Actualidad Cáñamo #227

Opinión 24-10-2016

Psiquiatrizados - Editorial de Cañamo #227

Por Cáñamo

Redacción


Una noticia de la pasada primavera difundía el caso de la detención de una mujer en Gijón acusada de vender hachís y comprimidos de Metasedin y Trankimazin en los pasillos de un centro comercial. La mujer declaró desconocer la ilegalidad de su conducta y declaró que vendía los medicamentos que le sobraban a su marido.

Seguramente esta noticia guarda alguna relación con lo expresado en los resultados de una encuesta realizada entre 22.000 europeos con edades comprendidas entre los 12 y los 49 años, y de la que se concluía que España lidera el abuso de Orfidal y Trankimazin, un fenómeno considerado más habitual entre personas de raza “no blanca” y entre desempleados. A propósito de este anuncio, el psiquiatra Jorge Martínez Raga declaró: “En España hay mucha ligereza a la hora de tomar medicamentos. En las series españolas se habla de tomar Orfidal y Trankimazin como si fueran caramelos. Dentro de las campañas de prevención de adicciones habría que incluir no solo el tabaco y el alcohol, sino también otros fármacos de prescripción”.

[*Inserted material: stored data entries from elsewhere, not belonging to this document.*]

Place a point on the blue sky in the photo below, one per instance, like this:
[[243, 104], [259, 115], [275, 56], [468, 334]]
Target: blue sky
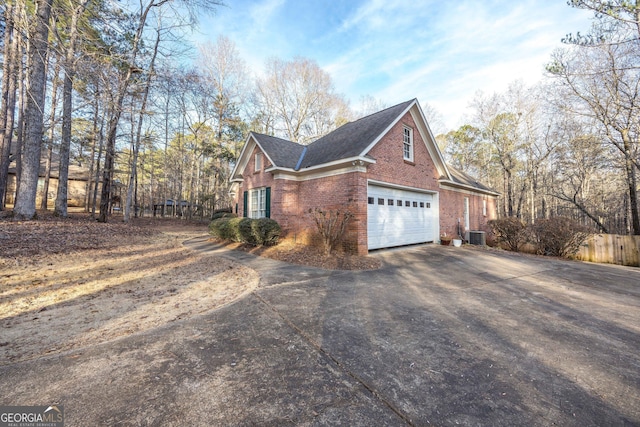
[[441, 52]]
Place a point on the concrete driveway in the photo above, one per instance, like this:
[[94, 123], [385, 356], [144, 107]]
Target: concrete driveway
[[438, 336]]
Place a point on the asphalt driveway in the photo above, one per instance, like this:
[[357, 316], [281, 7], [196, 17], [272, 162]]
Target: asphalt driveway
[[438, 336]]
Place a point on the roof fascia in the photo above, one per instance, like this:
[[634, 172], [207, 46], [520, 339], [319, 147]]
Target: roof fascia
[[351, 164], [430, 141], [243, 158], [384, 132], [450, 183]]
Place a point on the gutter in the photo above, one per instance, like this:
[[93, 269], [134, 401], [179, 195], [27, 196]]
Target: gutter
[[304, 151]]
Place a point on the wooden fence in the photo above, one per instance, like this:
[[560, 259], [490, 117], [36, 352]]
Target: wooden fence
[[611, 249]]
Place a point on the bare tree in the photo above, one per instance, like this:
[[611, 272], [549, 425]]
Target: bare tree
[[70, 60], [602, 83], [25, 206], [297, 100]]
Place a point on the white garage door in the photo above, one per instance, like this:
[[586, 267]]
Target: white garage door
[[399, 217]]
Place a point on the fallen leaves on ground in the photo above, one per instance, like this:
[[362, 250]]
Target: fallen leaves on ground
[[69, 283]]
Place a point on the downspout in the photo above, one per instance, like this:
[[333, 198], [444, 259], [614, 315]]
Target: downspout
[[304, 151], [297, 168]]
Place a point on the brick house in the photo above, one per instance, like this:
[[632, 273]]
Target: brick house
[[385, 168]]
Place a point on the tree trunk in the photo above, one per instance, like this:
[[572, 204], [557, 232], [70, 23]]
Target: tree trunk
[[7, 109], [92, 162], [136, 147], [49, 146], [110, 151], [630, 170], [25, 207], [67, 100], [20, 126]]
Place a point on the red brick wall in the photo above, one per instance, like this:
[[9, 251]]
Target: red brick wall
[[254, 179], [291, 200], [452, 208], [390, 165]]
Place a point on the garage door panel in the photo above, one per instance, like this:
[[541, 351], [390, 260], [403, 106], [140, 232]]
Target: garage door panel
[[392, 223]]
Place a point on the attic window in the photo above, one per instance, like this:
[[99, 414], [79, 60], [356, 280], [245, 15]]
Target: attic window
[[407, 143]]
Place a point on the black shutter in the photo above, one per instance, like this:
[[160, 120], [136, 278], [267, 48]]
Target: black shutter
[[267, 202], [246, 204]]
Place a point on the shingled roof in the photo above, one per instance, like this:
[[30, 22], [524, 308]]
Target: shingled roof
[[351, 139], [460, 177], [283, 153]]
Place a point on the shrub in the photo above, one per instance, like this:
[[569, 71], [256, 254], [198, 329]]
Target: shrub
[[331, 224], [223, 214], [226, 229], [245, 229], [510, 231], [256, 232], [559, 236]]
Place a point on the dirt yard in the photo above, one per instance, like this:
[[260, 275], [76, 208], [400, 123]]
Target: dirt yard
[[70, 283]]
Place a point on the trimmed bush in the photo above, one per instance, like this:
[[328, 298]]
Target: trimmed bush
[[332, 225], [268, 231], [226, 229], [246, 230], [256, 232], [219, 215], [558, 236], [510, 231]]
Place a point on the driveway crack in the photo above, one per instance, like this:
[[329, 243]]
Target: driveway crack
[[336, 362]]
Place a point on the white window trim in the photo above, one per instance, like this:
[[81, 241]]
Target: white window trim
[[258, 162], [409, 144], [466, 214], [257, 203]]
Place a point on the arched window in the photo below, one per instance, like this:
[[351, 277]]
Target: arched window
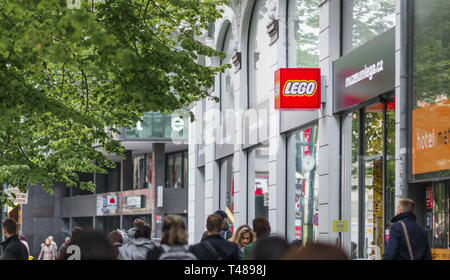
[[259, 56]]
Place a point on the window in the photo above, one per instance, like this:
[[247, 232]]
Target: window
[[227, 187], [176, 170], [303, 185], [258, 182], [364, 20], [142, 168], [260, 55], [303, 34]]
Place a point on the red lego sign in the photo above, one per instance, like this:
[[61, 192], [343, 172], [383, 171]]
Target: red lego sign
[[297, 88]]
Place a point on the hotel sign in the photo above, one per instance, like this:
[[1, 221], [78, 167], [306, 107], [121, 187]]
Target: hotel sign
[[431, 138], [364, 73], [297, 88]]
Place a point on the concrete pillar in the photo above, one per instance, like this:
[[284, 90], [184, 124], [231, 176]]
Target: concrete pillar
[[159, 175]]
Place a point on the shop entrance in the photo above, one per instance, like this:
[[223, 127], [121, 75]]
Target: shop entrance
[[368, 166]]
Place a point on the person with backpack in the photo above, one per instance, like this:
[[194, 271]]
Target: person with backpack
[[407, 240], [215, 247], [139, 246], [174, 241]]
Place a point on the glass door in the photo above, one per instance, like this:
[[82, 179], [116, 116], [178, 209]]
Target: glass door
[[368, 139]]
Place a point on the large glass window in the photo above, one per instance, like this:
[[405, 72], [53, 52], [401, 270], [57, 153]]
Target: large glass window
[[368, 147], [431, 102], [303, 33], [176, 170], [260, 56], [365, 19], [303, 185], [227, 188], [142, 171], [258, 182]]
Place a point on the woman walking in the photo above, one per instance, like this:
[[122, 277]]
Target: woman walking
[[243, 236], [48, 251]]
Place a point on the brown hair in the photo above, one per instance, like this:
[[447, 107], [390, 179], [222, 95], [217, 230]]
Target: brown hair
[[10, 226], [115, 237], [261, 227], [174, 231], [214, 223], [406, 205], [237, 235]]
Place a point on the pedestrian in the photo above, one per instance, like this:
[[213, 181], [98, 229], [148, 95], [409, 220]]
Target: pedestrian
[[317, 251], [225, 232], [94, 245], [13, 249], [48, 251], [53, 243], [215, 247], [243, 236], [261, 228], [269, 248], [24, 242], [174, 241], [140, 245], [407, 240], [116, 240], [132, 231], [75, 234]]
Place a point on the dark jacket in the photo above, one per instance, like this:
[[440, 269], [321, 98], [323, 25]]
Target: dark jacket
[[13, 249], [223, 249], [396, 248]]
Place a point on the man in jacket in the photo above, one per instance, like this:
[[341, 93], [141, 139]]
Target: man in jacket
[[139, 246], [396, 246], [215, 247], [13, 249]]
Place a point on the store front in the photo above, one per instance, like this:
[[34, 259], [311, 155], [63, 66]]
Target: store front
[[364, 98], [430, 122]]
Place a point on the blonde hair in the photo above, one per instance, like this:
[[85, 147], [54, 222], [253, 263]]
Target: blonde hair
[[174, 231], [237, 235]]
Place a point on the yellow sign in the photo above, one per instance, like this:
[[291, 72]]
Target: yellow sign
[[440, 254], [340, 226]]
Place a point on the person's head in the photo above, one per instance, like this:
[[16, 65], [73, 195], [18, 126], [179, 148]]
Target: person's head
[[137, 222], [76, 232], [95, 246], [224, 218], [9, 227], [244, 236], [115, 237], [270, 248], [317, 251], [142, 230], [214, 224], [261, 227], [174, 231], [405, 206]]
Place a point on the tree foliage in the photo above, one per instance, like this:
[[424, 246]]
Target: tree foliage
[[67, 74]]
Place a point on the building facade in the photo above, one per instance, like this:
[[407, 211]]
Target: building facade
[[334, 174], [149, 183]]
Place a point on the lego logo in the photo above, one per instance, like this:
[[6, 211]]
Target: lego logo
[[300, 88]]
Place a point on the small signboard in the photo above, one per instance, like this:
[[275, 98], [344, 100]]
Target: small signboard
[[297, 88], [340, 226]]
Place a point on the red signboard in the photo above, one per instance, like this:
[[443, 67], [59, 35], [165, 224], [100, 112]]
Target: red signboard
[[297, 88], [429, 198]]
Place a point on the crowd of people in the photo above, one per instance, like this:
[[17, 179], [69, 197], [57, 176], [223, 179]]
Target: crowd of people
[[217, 243]]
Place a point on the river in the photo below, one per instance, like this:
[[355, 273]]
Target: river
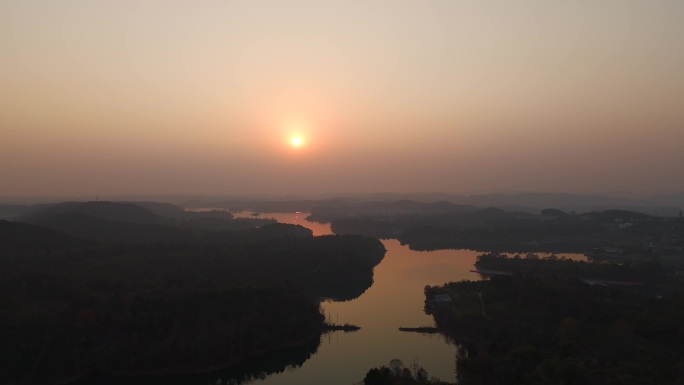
[[395, 299]]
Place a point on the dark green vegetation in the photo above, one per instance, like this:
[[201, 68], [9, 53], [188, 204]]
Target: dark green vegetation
[[531, 329], [642, 271], [134, 292], [610, 234], [398, 374]]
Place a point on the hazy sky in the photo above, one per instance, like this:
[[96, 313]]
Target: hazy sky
[[149, 97]]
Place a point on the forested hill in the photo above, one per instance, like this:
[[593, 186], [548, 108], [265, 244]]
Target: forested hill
[[206, 300]]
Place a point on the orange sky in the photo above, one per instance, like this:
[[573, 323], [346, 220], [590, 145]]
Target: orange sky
[[154, 97]]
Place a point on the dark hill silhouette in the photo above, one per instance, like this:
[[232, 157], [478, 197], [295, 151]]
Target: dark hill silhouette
[[15, 236], [86, 226], [167, 210], [112, 211], [612, 215], [282, 230]]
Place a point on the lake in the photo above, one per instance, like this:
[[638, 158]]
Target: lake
[[394, 300]]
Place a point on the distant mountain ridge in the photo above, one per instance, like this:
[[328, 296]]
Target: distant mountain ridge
[[112, 211]]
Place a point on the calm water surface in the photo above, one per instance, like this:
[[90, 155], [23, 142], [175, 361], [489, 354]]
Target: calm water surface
[[395, 299]]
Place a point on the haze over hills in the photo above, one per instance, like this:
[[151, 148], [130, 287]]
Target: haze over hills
[[160, 208]]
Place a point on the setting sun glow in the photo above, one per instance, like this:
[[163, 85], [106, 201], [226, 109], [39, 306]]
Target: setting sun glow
[[296, 141]]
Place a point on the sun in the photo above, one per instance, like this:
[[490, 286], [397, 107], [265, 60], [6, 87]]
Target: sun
[[296, 141]]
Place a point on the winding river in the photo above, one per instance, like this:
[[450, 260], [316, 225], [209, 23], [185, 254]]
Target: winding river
[[395, 299]]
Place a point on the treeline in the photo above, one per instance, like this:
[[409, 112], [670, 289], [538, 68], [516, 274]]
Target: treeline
[[396, 373], [636, 271], [491, 229], [139, 334], [72, 308], [550, 330]]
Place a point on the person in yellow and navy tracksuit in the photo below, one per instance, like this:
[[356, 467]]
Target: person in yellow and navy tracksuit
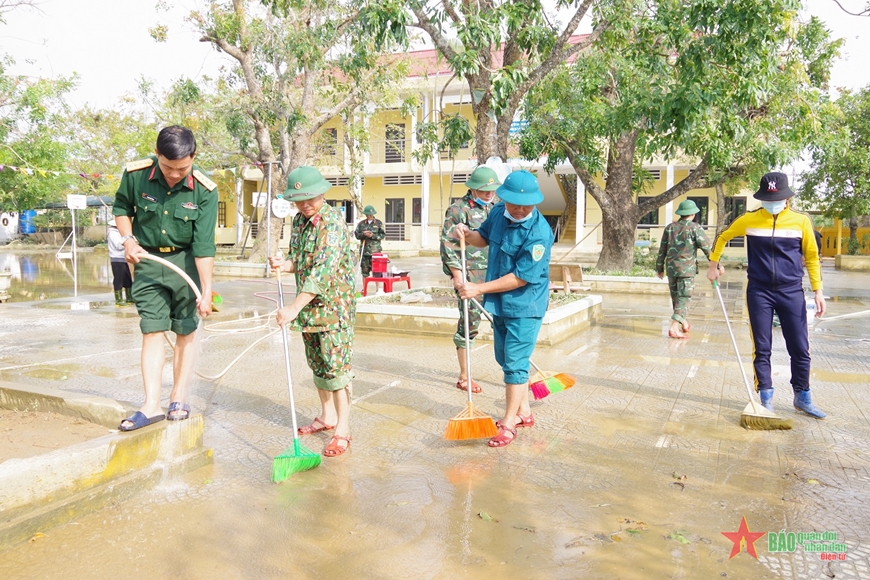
[[778, 242]]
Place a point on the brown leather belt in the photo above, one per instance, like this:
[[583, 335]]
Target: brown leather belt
[[162, 250]]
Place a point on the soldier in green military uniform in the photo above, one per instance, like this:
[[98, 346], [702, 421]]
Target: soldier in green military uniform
[[165, 206], [322, 257], [472, 211], [370, 231], [677, 256]]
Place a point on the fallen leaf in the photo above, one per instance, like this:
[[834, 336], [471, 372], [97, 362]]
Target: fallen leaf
[[486, 517]]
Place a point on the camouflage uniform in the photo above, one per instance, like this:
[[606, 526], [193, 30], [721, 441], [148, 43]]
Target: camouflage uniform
[[372, 244], [321, 248], [465, 211], [680, 242]]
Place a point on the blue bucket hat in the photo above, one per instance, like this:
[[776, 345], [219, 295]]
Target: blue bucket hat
[[520, 188]]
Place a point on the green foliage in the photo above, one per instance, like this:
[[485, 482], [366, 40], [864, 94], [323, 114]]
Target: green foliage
[[838, 181], [33, 138], [736, 85]]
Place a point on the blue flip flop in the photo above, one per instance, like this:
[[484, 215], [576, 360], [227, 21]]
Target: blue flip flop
[[176, 407], [139, 420]]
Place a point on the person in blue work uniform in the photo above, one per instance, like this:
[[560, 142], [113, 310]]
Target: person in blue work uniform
[[516, 291], [167, 207], [779, 241]]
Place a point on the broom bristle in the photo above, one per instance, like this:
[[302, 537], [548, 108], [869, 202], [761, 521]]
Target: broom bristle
[[470, 423], [758, 423], [293, 460], [554, 384], [539, 390]]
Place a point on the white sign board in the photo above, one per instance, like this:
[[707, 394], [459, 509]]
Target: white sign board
[[280, 208], [74, 201]]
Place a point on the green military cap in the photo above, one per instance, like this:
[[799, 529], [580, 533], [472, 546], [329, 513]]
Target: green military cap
[[305, 183], [483, 179], [687, 207]]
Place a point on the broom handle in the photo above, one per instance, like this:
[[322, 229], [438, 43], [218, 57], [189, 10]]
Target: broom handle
[[489, 317], [734, 344], [287, 356], [465, 326]]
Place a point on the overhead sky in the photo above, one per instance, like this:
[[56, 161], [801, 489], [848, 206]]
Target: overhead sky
[[107, 43]]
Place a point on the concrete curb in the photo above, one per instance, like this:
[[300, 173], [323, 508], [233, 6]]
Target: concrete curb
[[47, 490]]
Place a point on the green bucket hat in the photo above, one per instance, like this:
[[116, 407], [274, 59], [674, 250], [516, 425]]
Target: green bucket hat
[[687, 207], [483, 179], [305, 183], [520, 188]]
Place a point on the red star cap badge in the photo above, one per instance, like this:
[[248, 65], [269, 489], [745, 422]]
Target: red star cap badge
[[741, 536]]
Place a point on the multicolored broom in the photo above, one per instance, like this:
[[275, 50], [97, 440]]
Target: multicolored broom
[[295, 458], [470, 423], [546, 383]]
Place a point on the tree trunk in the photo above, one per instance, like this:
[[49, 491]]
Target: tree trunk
[[617, 237], [620, 213], [721, 218]]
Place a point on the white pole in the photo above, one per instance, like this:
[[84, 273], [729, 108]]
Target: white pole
[[268, 213], [75, 259]]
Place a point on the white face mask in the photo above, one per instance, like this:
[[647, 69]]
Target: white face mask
[[773, 207], [515, 220]]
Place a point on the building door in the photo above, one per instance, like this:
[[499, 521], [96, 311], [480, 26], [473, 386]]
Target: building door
[[394, 218]]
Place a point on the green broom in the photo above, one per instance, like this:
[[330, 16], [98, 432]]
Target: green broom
[[298, 457], [470, 423], [754, 416], [548, 383]]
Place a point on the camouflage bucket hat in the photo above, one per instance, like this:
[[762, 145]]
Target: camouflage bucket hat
[[305, 183], [687, 207], [483, 179]]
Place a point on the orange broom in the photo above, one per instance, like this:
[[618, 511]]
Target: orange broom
[[470, 423], [546, 383]]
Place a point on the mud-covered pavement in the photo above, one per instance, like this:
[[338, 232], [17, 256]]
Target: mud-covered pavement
[[633, 473]]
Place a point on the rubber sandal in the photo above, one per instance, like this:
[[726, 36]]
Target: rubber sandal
[[313, 428], [528, 421], [475, 388], [502, 440], [182, 412], [334, 449], [139, 420]]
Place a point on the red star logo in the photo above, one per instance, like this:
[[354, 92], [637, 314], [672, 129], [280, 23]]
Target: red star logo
[[743, 537]]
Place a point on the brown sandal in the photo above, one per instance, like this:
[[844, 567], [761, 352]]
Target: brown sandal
[[313, 428], [463, 386], [334, 449], [502, 440]]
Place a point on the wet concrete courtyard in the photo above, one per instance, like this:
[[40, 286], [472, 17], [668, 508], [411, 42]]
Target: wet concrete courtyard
[[633, 473]]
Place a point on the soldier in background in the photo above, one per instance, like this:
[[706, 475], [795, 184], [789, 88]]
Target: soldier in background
[[324, 309], [677, 257], [370, 231], [472, 211]]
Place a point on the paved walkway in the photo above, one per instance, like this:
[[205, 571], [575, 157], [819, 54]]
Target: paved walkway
[[633, 473]]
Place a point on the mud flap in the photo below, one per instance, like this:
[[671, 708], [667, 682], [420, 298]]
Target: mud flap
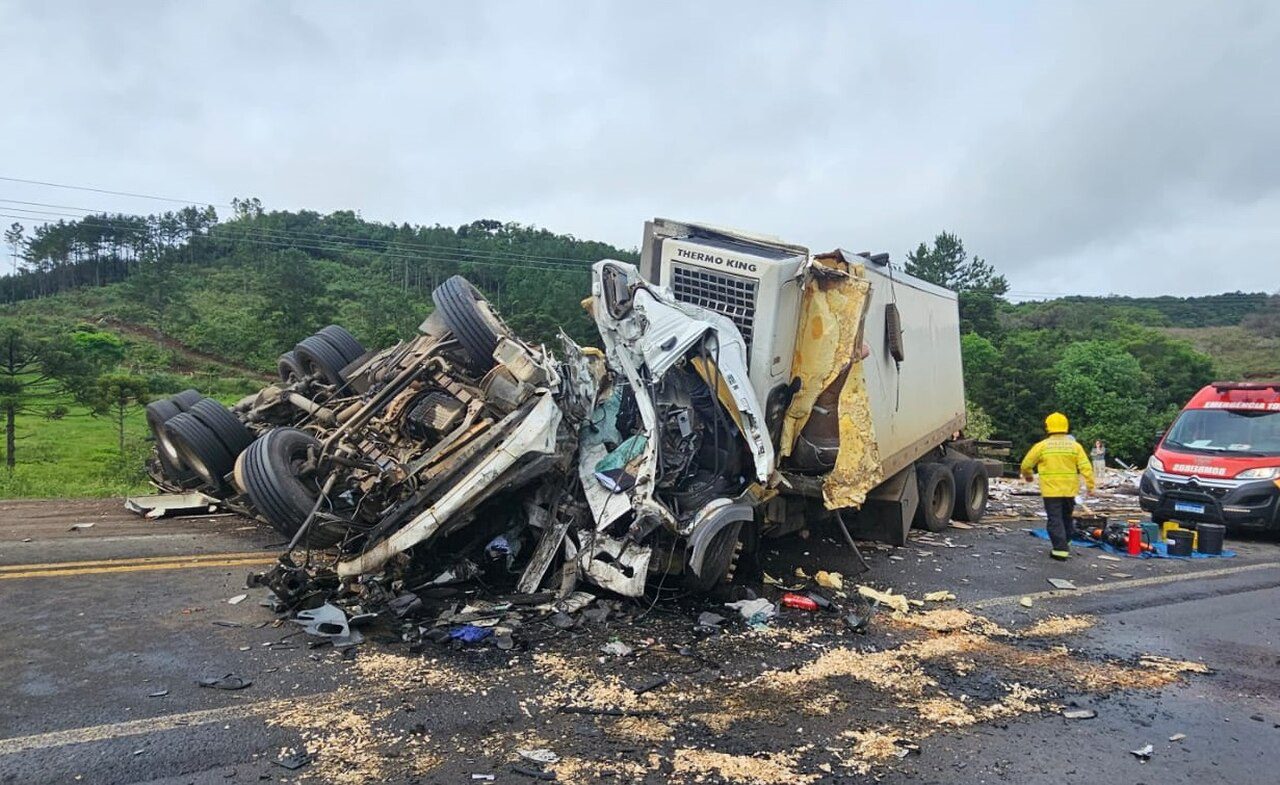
[[887, 512], [708, 523]]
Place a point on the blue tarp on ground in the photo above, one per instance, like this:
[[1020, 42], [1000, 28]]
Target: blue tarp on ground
[[1161, 548]]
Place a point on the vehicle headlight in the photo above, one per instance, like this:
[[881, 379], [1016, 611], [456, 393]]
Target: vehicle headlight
[[1264, 473]]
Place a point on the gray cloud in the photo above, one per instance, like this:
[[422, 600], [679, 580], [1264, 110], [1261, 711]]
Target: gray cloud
[[1086, 147]]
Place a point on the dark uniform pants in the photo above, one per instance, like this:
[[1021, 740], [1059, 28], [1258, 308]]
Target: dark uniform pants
[[1060, 524]]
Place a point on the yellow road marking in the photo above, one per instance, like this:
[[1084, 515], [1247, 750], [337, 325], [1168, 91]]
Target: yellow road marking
[[1124, 584], [186, 564], [151, 725], [105, 562]]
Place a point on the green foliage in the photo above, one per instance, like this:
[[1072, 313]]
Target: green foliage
[[947, 264], [1102, 388], [114, 393], [979, 423]]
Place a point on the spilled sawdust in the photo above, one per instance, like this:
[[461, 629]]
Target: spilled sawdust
[[649, 730], [571, 768], [764, 768], [348, 749], [950, 620], [1055, 626]]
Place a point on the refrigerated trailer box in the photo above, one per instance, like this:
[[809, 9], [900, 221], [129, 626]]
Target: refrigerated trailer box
[[856, 366]]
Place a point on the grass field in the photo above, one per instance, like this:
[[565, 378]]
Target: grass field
[[1237, 352], [77, 455]]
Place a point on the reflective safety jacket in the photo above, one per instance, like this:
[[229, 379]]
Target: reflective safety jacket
[[1057, 460]]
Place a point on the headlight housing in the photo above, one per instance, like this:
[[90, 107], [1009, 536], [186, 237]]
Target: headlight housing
[[1262, 473]]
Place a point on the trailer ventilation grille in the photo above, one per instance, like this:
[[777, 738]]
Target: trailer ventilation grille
[[726, 295]]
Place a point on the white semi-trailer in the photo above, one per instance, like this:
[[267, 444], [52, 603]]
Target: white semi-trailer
[[856, 366]]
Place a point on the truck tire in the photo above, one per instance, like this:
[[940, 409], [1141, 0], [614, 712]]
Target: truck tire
[[344, 342], [471, 320], [200, 448], [159, 412], [223, 424], [318, 357], [187, 398], [269, 470], [894, 332], [970, 480], [937, 497], [717, 561], [289, 368]]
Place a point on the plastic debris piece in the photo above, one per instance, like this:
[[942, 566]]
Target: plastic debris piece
[[887, 598], [292, 761], [538, 756], [469, 633], [799, 602], [709, 620], [231, 681], [830, 580], [757, 612]]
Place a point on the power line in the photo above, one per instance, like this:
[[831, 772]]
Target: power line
[[583, 267], [362, 242], [163, 199]]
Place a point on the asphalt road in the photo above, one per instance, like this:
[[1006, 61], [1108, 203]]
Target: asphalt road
[[108, 628]]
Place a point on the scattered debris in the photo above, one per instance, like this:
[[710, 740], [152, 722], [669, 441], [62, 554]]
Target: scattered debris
[[757, 612], [292, 761], [231, 683], [616, 648], [538, 756], [830, 580], [887, 598]]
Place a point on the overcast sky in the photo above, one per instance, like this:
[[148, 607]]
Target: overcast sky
[[1124, 147]]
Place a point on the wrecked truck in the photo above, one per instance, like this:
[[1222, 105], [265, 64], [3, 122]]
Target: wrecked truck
[[741, 388]]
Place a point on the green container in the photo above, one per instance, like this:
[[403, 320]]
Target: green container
[[1150, 533]]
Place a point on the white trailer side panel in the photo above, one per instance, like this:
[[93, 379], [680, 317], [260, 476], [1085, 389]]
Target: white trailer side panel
[[919, 402]]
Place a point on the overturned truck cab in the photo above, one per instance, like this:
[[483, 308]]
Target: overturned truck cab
[[746, 388]]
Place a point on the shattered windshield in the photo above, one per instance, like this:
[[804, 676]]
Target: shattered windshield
[[1211, 430]]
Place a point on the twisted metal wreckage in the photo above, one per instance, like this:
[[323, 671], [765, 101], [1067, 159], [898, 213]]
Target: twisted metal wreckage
[[466, 453]]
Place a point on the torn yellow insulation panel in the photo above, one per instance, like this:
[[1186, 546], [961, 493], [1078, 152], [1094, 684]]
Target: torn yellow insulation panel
[[831, 327]]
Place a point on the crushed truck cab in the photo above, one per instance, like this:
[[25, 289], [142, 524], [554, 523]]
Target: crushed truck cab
[[746, 388]]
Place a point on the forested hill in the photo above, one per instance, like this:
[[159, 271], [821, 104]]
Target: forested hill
[[188, 291], [247, 288]]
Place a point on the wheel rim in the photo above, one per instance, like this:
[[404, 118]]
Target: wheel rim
[[978, 493], [941, 505]]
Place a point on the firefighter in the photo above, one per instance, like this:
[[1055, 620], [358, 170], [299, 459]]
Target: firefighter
[[1060, 462]]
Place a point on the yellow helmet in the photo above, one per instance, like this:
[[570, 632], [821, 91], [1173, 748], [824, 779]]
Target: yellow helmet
[[1056, 423]]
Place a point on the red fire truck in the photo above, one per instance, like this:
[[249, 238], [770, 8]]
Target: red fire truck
[[1220, 460]]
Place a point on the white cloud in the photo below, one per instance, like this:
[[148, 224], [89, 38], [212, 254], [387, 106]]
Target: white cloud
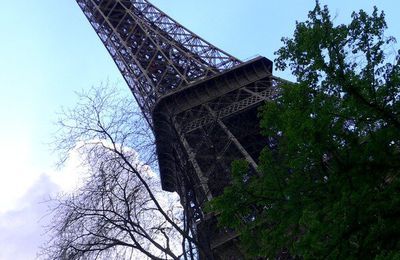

Por otra parte, según datos aportados por Julián Sanz, el jefe del Servicio de Drogas de la Secretaría General de Instituciones Penitenciarias, un 25,6% de los reclusos presentan diagnóstico psiquiátrico y entre un 3 y un 4% trastorno mental grave, unos datos no demasiado sorprendentes si consideramos la situación de reclusión forzosa de los afectados, y que se antojan más alarmantes al conocer que un 47,2% de la población recibe tratamiento psiquiátrico: “Se trata de una sociedad muy medicalizada, además, más del 50% de personas con enfermedad mental consumen drogas”.

Sanz señaló también que uno de los problemas a los que se enfrentan en las cárceles es que muchos reclusos “no tienen conciencia de tener una enfermedad mental (…) el problema de estas personas reside en la falta de conciencia, lo que provoca que abandonen el tratamiento”.

Por otra parte, está previsto que para el próximo verano Barcelona disponga de un nuevo Plan de Drogas. A los tres pilares que sostienen los anteriores planes: prevención, equipamiento y acompañamiento e integración de adictos, se añadirá la perspectiva de género, ya que las mujeres padecen un estigma que disuade a muchas de iniciar un tratamiento. Por otra parte, el envejecimiento de la población adicta lleva a modificar los protocolos ante la aparición de enfermedades mentales. Actualmente existen menos patologías asociadas al consumo pero más dolencias mentales, tales como depresión, ansiedad o trastornos de la conducta.

Un conjunto de informaciones que puede llevar a pensar que, tal vez, nuestro modelo social resulta un tanto enfermizo.